Wednesday 18 January 2012
If Nick Clegg is serious about encouraging a John Lewis-style economy and not just after a few cheap headlines, the Deputy Prime Minister needs to do a little more homework. Three telephone calls should do it.
His first one should be to Tim Watts of Pertemps, one of the country's biggest recruitment agencies, who knows more than most about the huge attractions of employee share ownership. Watts is chief executive of the Birmingham-based recruiter, started by his mother more than 50 years ago, where 300 of the 540 staff own 39 per cent of the shares. Now in his early 60s, Watts has always encouraged his staff to own Pertemps shares, either by buying them directly through Sipps, by awarding them to workers as a reward or through share option schemes.
It's been a success; Pertemps is top in the Sunday Times list of best places to work and staff turnover is low in a high-turnover industry – most workers stay at least five years. Dividends aren't paid to staff but they realise their investment when selling the shares. The internal share market is fluid, and the shares have risen year on year as Pertemps goes from record to record.

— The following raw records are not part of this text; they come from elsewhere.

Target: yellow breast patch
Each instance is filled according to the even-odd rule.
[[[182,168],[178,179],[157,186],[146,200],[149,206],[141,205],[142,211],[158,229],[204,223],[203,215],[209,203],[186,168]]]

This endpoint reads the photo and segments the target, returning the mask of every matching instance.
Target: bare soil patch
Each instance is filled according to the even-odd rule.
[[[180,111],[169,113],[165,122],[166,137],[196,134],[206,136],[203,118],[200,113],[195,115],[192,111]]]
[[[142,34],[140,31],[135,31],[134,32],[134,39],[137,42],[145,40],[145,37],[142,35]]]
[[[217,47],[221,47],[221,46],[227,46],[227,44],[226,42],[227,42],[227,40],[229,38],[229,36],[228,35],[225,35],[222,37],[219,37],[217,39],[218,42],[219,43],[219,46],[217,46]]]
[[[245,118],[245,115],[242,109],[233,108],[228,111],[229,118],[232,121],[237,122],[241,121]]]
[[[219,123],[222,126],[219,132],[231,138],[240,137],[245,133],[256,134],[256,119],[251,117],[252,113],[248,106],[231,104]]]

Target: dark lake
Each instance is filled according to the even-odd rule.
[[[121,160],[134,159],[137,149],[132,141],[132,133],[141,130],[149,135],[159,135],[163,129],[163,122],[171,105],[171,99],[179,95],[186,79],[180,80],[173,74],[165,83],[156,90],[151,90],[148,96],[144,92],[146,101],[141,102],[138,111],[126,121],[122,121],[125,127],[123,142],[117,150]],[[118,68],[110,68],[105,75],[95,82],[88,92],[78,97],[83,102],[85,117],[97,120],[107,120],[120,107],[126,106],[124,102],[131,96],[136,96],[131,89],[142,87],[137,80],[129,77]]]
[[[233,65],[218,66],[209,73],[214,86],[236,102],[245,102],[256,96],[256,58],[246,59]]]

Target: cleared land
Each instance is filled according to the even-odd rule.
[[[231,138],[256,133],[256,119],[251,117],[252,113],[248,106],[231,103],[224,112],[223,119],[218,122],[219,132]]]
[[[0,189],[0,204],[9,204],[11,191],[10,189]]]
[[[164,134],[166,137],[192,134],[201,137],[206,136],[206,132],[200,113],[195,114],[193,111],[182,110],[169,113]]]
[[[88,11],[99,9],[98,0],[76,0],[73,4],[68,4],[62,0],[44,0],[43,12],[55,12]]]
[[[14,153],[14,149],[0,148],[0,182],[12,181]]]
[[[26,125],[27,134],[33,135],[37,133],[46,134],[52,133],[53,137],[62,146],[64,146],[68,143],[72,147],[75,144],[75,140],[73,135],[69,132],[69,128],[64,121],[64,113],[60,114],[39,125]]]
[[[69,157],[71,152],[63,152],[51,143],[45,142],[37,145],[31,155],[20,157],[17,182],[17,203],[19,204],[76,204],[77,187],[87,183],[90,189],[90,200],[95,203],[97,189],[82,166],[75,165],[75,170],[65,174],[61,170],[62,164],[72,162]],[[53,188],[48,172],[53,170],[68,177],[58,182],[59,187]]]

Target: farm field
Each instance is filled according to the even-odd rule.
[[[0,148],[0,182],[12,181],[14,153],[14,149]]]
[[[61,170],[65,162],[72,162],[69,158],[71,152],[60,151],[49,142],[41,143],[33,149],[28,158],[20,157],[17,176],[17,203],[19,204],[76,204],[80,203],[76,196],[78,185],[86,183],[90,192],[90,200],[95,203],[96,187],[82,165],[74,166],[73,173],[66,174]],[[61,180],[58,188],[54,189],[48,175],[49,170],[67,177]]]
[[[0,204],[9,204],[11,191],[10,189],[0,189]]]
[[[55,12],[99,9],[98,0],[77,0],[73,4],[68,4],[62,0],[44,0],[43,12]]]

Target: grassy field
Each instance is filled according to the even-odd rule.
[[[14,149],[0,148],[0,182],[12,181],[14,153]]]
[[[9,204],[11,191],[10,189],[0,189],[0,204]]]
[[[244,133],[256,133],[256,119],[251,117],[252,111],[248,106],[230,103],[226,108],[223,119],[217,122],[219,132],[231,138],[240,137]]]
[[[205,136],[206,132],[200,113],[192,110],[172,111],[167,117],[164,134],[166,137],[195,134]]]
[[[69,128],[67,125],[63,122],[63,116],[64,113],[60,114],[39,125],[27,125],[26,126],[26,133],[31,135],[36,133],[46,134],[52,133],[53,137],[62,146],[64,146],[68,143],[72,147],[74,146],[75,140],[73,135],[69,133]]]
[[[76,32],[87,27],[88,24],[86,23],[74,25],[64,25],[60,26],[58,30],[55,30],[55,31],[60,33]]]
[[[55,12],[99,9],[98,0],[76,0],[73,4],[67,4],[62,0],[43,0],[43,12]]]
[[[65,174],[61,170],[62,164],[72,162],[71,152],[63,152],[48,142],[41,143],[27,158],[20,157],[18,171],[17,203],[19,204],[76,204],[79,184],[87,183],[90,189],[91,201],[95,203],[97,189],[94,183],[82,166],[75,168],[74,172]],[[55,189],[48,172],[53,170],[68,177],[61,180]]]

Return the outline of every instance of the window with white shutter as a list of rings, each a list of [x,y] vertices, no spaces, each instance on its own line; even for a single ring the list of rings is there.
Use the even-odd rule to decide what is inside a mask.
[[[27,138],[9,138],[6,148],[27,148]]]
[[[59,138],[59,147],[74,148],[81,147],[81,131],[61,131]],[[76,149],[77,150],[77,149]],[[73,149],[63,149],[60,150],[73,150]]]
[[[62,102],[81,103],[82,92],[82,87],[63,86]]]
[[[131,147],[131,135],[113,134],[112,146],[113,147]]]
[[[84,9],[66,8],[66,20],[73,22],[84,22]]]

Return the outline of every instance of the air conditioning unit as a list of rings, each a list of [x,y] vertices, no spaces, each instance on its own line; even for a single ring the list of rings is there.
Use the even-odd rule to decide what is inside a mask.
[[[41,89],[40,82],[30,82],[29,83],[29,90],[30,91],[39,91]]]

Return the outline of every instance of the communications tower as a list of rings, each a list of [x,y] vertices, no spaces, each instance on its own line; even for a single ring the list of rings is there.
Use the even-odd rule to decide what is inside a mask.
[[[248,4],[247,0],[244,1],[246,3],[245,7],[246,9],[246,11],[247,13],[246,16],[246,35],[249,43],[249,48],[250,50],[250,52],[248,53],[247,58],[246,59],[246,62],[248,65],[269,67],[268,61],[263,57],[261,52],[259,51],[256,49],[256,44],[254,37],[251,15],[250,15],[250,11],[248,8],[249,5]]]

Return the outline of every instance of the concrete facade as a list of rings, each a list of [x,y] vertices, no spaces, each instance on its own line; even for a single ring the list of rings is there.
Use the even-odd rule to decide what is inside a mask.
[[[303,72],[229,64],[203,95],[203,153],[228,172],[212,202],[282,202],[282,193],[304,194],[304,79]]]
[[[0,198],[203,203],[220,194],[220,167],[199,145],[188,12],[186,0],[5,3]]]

So what's the problem? Well, Watts wishes to retire soon and wants to hand over or gift the bulk of the 60 per cent shares he owns to all the employees. But he tells me that negotiating this with the tax authorities is a nightmare; he's been struggling for years to find the best way of giving the shares without either him or the staff ending up with big tax bills. Other businessmen I talk to say the same; they have wanted to hand over shares, or sell them, but have given up because of the henchmen at HMRC.
Then Clegg must chat to Andy Street, chief executive of the John Lewis stores, who will give him the best insight into what makes JL so magical. When talking to Street just before Christmas, one of my questions was why, if the JLP is the Holy Grail, aren't there more companies like it? In Street's view there aren't more because philanthropy on such a grand scale is rare, and also because of penal tax charges. The reason why the founder, John Spedan Lewis, gave away his company is key; he did so to find a new way between capitalism and Bolshevism, one that involved all staff in a "parliament" of partners. That's why the JL constitution is as vital today as it was 90 years ago; it lays down the rules, and the devil is in the detail, as it's the little things like how the boss can't earn more than 75 times the lowest paid which are intrinsic to the philosophy. Indeed, what surprises me most in this new crackdown on boardroom pay is that Clegg, and fellow ministers, are so opposed to workers' representatives sitting on company boards. John Lewis has them, as do most European companies that have much smaller gaps in salary between the top directors and workers than in the UK. What are they so scared of?
Clegg's final call should be to Brendan Barber, the TUC boss. He might ask why don't the unions demand a bigger part of the pie for their workers? I asked Barber the same thing recently and he confessed it's still a tricky issue for the unions, and indeed, many on the left. His excuse was that the unions feel uncomfortable about promoting wider share ownership because of the dangers for staff if they invest all their savings into one pot and the company goes bust. True, it's full of peril – look at Northern Rock, where staff owned shares. But it would be a pity if the Coalition's new proposals didn't have union support; they represent 7 million workers, a quarter of all the workforce.
Promoting the JL co-ownership model is a worthy ambition, and one I've been advocating for years so it's great that the politicians have at last woken up to its attractions. But if Clegg is to make such reforms real, he's got to get the tax right; it's not enough to promise tax breaks to companies which allocate shares. Instead, the tax rules, and amount of tax, on gifting companies must be reduced to make co-ownership attractive and taxes on share buying must be cut; there are four different taxes to pay when buying shares on the London Stock Exchange. Leave the rest to the philanthropists and entrepreneurs to get right.